We fear sex in the movies almost as much as we love movie violence. Every week, there are plenty of films that peddle violence in all its forms. But we have to turn to foreign films (or Showtime or porn) if we have any interest in thinking about or exploring the physical act of love. Show a woman getting the flesh torn from her back by an overseer’s whip and you’ll be showered with praise; show a woman’s non-boob lady parts and you’ll be slapped with an NC-17 rating.

In spite of its pedigree, Abdellatif Kechiche’s French-language Blue Is the Warmest Color, which won the Palme D’Or at the Cannes Film Festival this spring, is destined for the art-house ghetto because of its MPAA rating and its frank depiction of human sexuality. But Kechiche’s cultured mini epic is just as valuable as a portrait of a specific young woman during a specific period in her life.

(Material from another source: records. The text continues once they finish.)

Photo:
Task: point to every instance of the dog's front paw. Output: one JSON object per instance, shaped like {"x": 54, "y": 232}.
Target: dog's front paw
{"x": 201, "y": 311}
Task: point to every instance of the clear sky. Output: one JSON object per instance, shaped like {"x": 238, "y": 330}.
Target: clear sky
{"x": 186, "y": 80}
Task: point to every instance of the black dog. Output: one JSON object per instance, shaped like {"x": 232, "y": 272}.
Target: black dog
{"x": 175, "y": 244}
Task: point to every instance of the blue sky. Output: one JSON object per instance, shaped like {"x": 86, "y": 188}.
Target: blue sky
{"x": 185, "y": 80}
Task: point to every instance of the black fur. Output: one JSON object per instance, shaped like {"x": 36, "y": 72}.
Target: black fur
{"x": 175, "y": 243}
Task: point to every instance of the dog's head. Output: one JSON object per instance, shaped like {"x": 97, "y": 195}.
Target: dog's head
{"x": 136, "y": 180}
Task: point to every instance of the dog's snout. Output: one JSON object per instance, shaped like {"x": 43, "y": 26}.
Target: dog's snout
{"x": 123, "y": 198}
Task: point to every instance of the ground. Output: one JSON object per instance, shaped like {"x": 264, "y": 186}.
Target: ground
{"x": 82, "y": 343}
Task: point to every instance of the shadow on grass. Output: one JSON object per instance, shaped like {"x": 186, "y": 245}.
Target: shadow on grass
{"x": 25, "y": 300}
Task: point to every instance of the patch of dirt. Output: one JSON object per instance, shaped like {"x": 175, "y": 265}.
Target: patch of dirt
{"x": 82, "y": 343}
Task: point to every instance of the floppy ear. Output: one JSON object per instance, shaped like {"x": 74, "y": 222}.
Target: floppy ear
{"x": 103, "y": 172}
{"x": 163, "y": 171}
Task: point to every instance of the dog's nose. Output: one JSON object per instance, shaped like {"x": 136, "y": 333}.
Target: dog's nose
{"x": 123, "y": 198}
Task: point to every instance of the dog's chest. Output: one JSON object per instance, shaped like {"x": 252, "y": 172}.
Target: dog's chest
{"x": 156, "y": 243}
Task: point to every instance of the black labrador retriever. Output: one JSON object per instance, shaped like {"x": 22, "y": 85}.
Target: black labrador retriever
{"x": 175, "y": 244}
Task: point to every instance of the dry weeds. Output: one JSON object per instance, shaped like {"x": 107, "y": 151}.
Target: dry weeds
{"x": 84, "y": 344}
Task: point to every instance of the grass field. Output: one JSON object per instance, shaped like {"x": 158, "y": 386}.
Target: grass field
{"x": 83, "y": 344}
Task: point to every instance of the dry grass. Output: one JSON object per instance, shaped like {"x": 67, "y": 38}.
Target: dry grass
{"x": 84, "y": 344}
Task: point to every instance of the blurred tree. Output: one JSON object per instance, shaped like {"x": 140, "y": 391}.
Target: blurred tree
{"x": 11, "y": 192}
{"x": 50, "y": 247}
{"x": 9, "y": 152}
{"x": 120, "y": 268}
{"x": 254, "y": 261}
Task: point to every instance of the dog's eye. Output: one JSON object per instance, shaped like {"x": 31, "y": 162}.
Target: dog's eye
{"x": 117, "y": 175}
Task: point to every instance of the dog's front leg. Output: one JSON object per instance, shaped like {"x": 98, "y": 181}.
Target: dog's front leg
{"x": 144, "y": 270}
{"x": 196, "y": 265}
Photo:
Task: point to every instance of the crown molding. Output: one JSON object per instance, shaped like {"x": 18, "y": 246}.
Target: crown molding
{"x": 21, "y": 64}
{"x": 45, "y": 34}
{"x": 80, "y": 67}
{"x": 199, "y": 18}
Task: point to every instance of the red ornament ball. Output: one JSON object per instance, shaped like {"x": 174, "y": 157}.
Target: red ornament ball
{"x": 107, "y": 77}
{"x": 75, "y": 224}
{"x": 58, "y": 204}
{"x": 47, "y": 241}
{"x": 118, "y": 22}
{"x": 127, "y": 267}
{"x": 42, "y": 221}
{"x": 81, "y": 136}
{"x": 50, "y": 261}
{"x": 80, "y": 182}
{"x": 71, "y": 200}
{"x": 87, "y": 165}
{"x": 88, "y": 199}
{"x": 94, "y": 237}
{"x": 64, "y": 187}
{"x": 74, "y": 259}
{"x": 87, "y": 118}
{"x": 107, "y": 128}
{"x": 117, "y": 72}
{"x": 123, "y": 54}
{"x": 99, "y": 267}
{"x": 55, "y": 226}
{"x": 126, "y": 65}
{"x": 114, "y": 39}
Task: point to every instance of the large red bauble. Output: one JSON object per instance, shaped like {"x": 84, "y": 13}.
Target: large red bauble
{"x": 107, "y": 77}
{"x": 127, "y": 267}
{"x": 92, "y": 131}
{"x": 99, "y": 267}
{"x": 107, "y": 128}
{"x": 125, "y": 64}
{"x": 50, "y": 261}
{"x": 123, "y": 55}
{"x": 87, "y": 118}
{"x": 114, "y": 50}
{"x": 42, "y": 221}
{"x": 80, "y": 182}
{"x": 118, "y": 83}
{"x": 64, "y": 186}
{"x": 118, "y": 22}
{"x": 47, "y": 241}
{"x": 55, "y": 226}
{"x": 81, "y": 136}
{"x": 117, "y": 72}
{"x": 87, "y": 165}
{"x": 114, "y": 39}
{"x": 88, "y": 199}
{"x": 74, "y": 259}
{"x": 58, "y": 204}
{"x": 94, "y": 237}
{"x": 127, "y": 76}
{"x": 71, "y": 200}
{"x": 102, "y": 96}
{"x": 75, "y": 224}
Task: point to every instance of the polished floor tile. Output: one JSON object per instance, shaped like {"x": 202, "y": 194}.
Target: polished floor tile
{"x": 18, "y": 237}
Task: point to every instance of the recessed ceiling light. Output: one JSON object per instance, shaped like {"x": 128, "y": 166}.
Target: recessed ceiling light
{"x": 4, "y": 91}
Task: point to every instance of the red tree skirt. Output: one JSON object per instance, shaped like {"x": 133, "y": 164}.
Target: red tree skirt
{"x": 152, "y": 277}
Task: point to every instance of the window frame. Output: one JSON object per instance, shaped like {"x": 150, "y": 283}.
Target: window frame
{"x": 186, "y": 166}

That young woman is Adèle (Adèle Exarchopoulos), who we first meet when she’s finishing high school. Like Beowulf or Antigone, Adèle is simultaneously there and not there as she goes about her day. She loves literature and has good taste in movies and music. But those pleasures apparently aren’t enough; as her girlfriends remind her, she hasn’t been with a guy yet. There are two reasons for this. First, she can’t find any guys she’s interested in. Second, whenever she thinks of sex, her erotic dreams involve Emma (Léa Seydoux), a young, blue-haired woman with whom she once shared a passing glance.

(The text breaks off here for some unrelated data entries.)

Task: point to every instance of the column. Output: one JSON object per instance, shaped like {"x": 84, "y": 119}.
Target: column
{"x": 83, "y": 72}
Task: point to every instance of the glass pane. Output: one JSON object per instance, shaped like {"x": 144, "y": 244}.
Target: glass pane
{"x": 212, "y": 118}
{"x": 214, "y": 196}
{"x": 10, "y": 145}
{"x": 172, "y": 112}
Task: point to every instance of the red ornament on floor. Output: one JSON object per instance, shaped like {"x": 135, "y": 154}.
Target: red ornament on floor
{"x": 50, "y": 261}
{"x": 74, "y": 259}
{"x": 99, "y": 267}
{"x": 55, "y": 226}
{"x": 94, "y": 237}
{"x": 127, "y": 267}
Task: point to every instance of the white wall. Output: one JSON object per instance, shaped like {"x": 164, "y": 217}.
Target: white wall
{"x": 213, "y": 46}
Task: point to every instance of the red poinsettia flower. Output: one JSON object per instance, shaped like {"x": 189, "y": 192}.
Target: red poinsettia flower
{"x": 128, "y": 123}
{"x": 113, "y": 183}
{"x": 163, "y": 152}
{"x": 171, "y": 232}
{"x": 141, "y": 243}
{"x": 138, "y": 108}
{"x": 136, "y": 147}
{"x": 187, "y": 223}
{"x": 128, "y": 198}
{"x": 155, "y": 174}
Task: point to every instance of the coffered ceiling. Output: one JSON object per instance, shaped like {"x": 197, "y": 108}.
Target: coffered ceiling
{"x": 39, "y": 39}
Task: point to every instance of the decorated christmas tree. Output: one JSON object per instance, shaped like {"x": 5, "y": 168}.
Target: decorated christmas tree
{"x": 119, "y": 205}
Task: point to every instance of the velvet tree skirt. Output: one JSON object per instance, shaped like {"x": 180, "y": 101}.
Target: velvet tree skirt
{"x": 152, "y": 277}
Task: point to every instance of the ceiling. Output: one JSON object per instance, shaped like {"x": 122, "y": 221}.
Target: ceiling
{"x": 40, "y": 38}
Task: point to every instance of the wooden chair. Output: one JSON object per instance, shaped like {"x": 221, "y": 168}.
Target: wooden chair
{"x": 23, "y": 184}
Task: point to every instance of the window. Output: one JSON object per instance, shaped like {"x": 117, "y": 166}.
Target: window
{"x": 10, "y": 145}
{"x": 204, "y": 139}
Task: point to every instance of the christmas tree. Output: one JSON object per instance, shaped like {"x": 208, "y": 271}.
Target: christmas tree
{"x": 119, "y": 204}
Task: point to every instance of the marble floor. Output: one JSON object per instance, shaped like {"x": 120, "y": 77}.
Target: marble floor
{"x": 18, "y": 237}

The fantastic Exarchopoulos is on screen constantly, thinking about her life and rearranging her great tempest of hair to match her moods. To heighten this intimacy, Kechiche’s camera frequently frames Adèle’s face in tight close-ups during most of her daily activities. We see her eating with gusto, sleeping heavily, and crying stormily. (The only bodily fluids shown in this film are tears and snot.) Blue seldom leaves Adèle as she grows up and learns how to manage her enormous emotional and physical appetites.

But she gets to indulge in those appetites first. The film’s four distinctive sex scenes and the two or three fleeting glimpses of female genitalia gave Blue its NC-17 — a rating which, among other things, ensures that a movie featuring some of the year’s smartest, most realistic teenagers is now off-limits to teens themselves. But the first sex scene is the only one where Adèle is with a man. It ends with Adèle staring off in space, breaking the awkward silence to utter a melancholy, “It was great.”

Adèle and Emma are with each other during the other three sex scenes, which flout most of the clichés that mar so many contemporary cinematic sexual encounters. There’s no romantic music drowning out the gasps, groans, and moans of the participants, and there’s little in the way of romantic lighting. There’s just two people sweating, writhing, and working very hard to get each other off.

I wish other movies respected sex and love enough to treat it as seriously.